New York, Curt Valentin Gallery, Reg Butler, January – February 1955, no.42, illustrated in the exhibition catalogue (another cast);
Pittsburgh, Carnegie Institute, Reg Butler, October 1961-January 1962 (catalogue untraced);
Buffalo, Albright-Knox Art Gallery, Contemporary British Painting and Sculpture, October – November 1964, no.10, illustrated in the exhibition catalogue (another cast);
London, Tate Gallery, Reg Butler, November 1983-January 1984, cat.no.51, illustrated, p.65 (another cast).

Literature

Margaret Garlake, New Art New World: British Art in Postwar Society, Yale University Press, New Haven & London, 1998, p.198.

Catalogue Note

Conceived in 1954 and cast in an edition of 6. Casts of this sculpture are in the collections of the Albright-Knox Art Gallery, Buffalo, Hirshhorn Museum & Sculpture Garden, Washington and the Detroit Institute of Arts.

Male figures are rare in Butler’s oeuvre, and when they do appear, they are generally found to be holding or operating some kind of machinery. Manipulator is one of Butler’s earliest large-scale bronze sculptures and holds a network of rods whilst his head is thrown back. The figure is lifted off the ground on a grid similar to that which was to become a feature of his female figures during the decade.
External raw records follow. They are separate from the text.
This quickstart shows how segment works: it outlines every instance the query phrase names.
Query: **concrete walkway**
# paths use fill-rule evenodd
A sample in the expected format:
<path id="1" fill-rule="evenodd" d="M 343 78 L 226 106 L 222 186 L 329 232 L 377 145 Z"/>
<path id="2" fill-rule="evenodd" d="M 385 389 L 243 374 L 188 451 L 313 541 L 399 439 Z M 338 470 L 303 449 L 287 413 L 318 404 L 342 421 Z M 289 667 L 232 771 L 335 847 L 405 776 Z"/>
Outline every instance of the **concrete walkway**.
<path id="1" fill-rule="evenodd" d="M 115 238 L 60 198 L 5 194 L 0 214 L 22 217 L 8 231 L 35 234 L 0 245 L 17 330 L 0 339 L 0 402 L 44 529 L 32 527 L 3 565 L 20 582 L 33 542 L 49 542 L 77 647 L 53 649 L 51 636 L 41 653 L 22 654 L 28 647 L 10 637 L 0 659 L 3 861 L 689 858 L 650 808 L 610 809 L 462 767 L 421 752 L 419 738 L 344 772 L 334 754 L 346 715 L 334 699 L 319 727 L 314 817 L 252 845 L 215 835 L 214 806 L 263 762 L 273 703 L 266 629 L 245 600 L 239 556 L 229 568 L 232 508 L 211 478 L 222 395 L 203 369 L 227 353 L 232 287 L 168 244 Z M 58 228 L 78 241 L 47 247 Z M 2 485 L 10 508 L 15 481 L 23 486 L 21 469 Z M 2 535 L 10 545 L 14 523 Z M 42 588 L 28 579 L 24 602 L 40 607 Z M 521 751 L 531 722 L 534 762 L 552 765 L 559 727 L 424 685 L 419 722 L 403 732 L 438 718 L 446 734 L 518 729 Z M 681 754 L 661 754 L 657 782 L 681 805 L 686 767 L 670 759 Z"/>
Commentators have noted the comparisons between Butler’s sculpture and the work of Francis Bacon, and indeed their work had been shown together at the I.C.A., along with that of Germaine Richier, in the London/Paris exhibition in 1950. Both artists also exhibited regularly with the Hanover Gallery in London throughout the decade, and thus there are grounds for such connections. The anguished face of Manipulator, whilst not as distorted as that of The Oracle of 1952 and Circe Head of 1952-3, still carries a clear message of torment, and seems to derive originally from the screaming figure in the right hand panel of Bacon’s Three Studies for Figures at the Base of a Crucifixion (Coll. Tate), and the framework on which Manipulator stands may be compared with the constructions which appear in Bacon’s paintings, such as that found in Study of a Nude (Coll. Robert & Lisa Sainsbury, U.E.A.) of 1952-3. However, the intentions here are very different from that in Bacon’s work of the period which was demonstrating an ever-increasing tendency towards violence. Manipulator seems to be a questioning figure, and indeed the head is very similar to the upturned head of the same date entitled Study for Third Watcher and thus we may see a strand of the ideas of the earlier Unknown Political Prisoner Sculptures carried through to the sculptures that followed.